3. the longitudinal wave high-order nonlinear parameter characterization method of anchoring strength of coating according to claim 1, feature exist
In:Using high frequency ultrasound transmitting-receiving instrument transmitting and reception signal, using train of pulse as pumping signal, quantity and the sound wave of train of pulse exist
The tested propagation distance torn open in material is related with speed.
4. the longitudinal wave high-order nonlinear parameter characterization method of anchoring strength of coating according to claim 1, feature exist
In:The wave distortion generated in coating and substrate combination interface are propagated using ultrasonic pulse signal string obtains nonlinear system
Number uses transmission-type longitudinal wave limited amplitude method to the non-linear ultrasonic effect of the bond strength of coating.
5. the longitudinal wave high-order nonlinear parameter characterization method of anchoring strength of coating according to claim 1, it is characterised in that:
Docking receives acoustic signals and carries out spectrum analysis, obtains the fundamental wave and high-order harmonic wave amplitude for receiving signal, calculates higher hamonic wave and base
Amplitude Ration and second order, the third-order nonlinear optical coefficient of wave.
6. the longitudinal wave high-order nonlinear parameter characterization method of anchoring strength of coating according to claim 1, it is characterised in that:
Stretching experiment is carried out to test specimen using cupping machine, non-linear ultrasonic system detectio is used after tensile stress is fixed per minor tick
The bond strength state of coating, obtain higher hamonic wave and fundamental voltage amplitude ratio, second order nonlinear coefficient and third-order nonlinear optical coefficient with
The variation tendency of anchoring strength of coating.

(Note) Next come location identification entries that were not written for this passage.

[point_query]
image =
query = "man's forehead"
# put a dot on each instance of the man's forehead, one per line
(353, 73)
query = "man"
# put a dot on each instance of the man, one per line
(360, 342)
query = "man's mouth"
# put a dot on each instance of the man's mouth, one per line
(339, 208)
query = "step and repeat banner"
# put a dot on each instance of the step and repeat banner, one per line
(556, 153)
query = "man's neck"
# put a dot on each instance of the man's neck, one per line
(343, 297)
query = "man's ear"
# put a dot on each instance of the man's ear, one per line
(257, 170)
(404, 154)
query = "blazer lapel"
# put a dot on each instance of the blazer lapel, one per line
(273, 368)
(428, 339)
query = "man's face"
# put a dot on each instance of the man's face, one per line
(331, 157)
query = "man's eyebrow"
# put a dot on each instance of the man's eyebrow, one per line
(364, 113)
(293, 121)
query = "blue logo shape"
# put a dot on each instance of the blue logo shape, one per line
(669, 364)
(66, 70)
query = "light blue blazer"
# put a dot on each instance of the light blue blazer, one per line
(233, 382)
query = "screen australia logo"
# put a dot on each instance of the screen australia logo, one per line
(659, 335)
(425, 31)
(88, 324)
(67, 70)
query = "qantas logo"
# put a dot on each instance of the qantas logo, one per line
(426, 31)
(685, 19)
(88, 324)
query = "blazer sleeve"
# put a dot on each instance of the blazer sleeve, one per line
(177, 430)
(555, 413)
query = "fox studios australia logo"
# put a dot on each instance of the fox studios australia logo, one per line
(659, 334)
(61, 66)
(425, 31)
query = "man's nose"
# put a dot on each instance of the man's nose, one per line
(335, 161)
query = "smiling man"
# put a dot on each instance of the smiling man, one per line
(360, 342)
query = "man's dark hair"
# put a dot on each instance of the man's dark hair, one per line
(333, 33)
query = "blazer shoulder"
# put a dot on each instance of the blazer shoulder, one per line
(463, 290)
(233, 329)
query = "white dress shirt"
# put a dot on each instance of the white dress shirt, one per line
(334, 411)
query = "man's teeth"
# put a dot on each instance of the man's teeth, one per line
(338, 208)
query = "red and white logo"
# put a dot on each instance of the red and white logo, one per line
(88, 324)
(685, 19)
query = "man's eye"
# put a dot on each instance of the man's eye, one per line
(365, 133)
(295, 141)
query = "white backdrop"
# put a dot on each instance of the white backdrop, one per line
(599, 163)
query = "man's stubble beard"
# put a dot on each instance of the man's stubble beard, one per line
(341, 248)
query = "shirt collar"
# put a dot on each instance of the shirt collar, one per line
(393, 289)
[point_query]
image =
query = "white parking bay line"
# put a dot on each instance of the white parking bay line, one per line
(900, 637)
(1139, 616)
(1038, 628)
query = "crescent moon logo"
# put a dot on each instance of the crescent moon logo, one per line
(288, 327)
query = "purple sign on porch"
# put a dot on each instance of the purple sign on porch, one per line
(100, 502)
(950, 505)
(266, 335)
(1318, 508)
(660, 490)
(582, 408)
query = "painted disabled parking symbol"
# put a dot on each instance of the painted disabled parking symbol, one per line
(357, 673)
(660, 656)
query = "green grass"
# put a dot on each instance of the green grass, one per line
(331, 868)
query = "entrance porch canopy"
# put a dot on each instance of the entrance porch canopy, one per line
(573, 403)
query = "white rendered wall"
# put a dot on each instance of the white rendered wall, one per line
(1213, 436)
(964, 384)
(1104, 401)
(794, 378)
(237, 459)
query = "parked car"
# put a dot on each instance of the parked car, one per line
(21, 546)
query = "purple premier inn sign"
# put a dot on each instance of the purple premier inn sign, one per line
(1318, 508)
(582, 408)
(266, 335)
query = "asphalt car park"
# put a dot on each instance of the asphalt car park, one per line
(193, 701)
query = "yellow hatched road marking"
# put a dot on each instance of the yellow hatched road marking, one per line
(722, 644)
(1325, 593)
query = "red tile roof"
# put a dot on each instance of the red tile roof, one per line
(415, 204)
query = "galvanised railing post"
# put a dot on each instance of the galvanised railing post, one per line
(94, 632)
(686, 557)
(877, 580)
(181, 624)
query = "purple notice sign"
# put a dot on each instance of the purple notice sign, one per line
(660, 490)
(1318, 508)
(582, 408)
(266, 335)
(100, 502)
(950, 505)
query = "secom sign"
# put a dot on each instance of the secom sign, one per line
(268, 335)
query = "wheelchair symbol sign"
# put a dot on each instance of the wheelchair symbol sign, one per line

7. the longitudinal wave high-order nonlinear parameter characterization method of anchoring strength of coating according to claim 1, it is characterised in that:
Using second order nonlinear coefficient and third-order nonlinear optical coefficient with the variation tendency of anchoring strength of coating, to nonlinear factor and combine
Intensity carry out data fitting, obtain fitting function, under conditions of non-destructive testing when measure nonlinear factor can to combine
Intensity carries out quantitative predication.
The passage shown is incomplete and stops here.